Pictured: Pastor Sandra Tracy, Mary Grace Harper, and Doug Kramer at the Java Creek coffee shop inside Otter Creek Assembly of God Church. All proceeds go toward providing resources through school partnerships and other missions outreaches.
The Vital Families in Schools Initiative is about churches partnering with schools to strengthen families through moving from a project orientation to a relationship-building one. It is through relationships that ongoing encouragement and support can happen, and that lives are transformed.
One church, Otter Creek Assembly of God in Little Rock, illustrates that well through the intentional way that they interact with their partner schools and the families within them. Senior Pastor John Tracy’s wife, Pastor Sandra Tracy, and Mary Grace Harper, a former school teacher who now works at the church, engage others in the congregation to provide support and connection to families in need.
The church has gone from donating supplies en masse to schools to an approach of being more intentional and holistic in serving families within the school. Pastor Sandra says, “We don’t know the families’ needs, but the teachers know the needs. So, we reach out to the teachers in our congregation, the counselors at the schools, and the Parent Resource Center to hear about specific things that are needed.” But, they don’t stop there. They are about connecting with the families they serve as well.
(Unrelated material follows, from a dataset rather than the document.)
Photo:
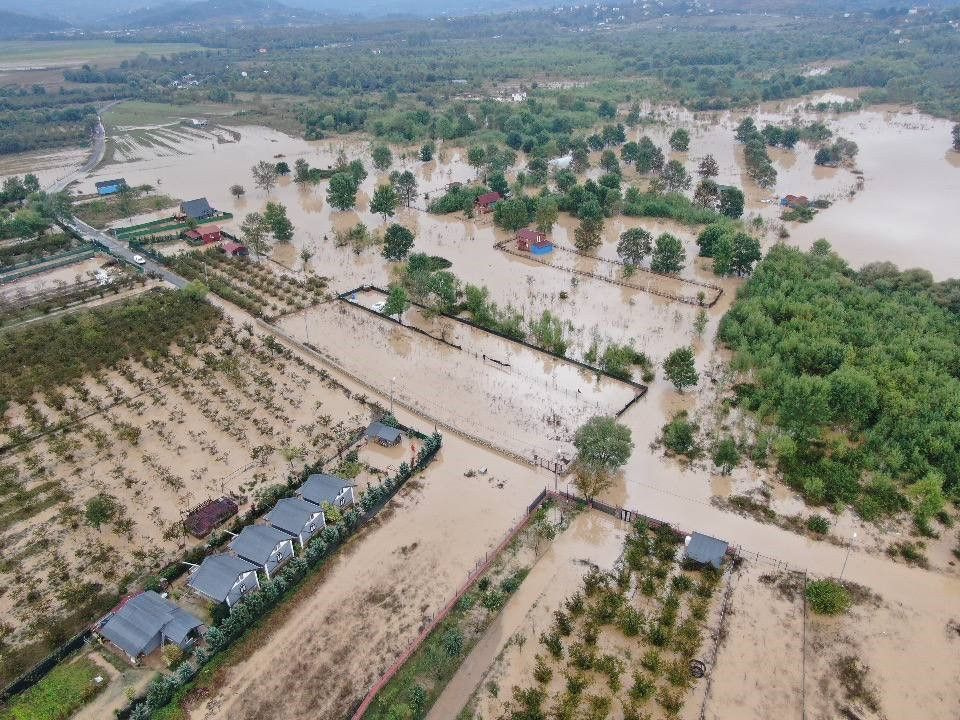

She continues, “You can meet a need, ‘give them a fish,’ but if you touch their heart, God can do things we can’t even imagine.”
One couple was dealing with an elementary-aged daughter who was having gender confusion and had asked her teacher to call her by a male name. The mother was looking for support and began attending the church, sharing her daughter’s struggle with some in the church. As they prayed for the family and the young girl, and consistently loved them well, and spoke truth about the little girl’s identity to her, she began to blossom and came to know and be excited about her identity in Christ. In fact, as students in her classroom were asked to share what they had done for their Easter break, she told her fellow classmates, “Easter bunnies are fine, but the truth of Easter is the crucifixion and Jesus dying for us.” She went on to invite any of the classmates who wanted to hear more about Jesus’ love to talk to her on the playground. The father was even baptized at the church, and the family is now fully engaged with their new church family.
Through the church’s relationship with school leaders, they were made aware of a family who had no heat over a Christmas break. They were able to work to have their HVAC unit fixed – meeting a critical need and showing love as they connected with the family.
A “Reach Week” in the summer was hosted by the church. It was a sports camp in the evenings focused on basketball with a member who is a highly-skilled former basketball player teaching drills to students, with fun elements like a DJ and trophies earned, along with life lessons taught each evening. Mary Grace Harper says, “In outreach, it is so important to delegate. When you find something that someone is passionate about, it runs itself!” They continue to seek to have opportunities to host activities, like chess and basketball, which are fun for kids and allow opportunities for connection and relationship building.
Speaking of moving away from a project-based focus to a more relational one, Pastor Sandra says, “A lot of times we (as churches) can use those mission dollars, and give things, and feel good, but it’s about touching their hearts.” That involves intentionality and a long-term commitment.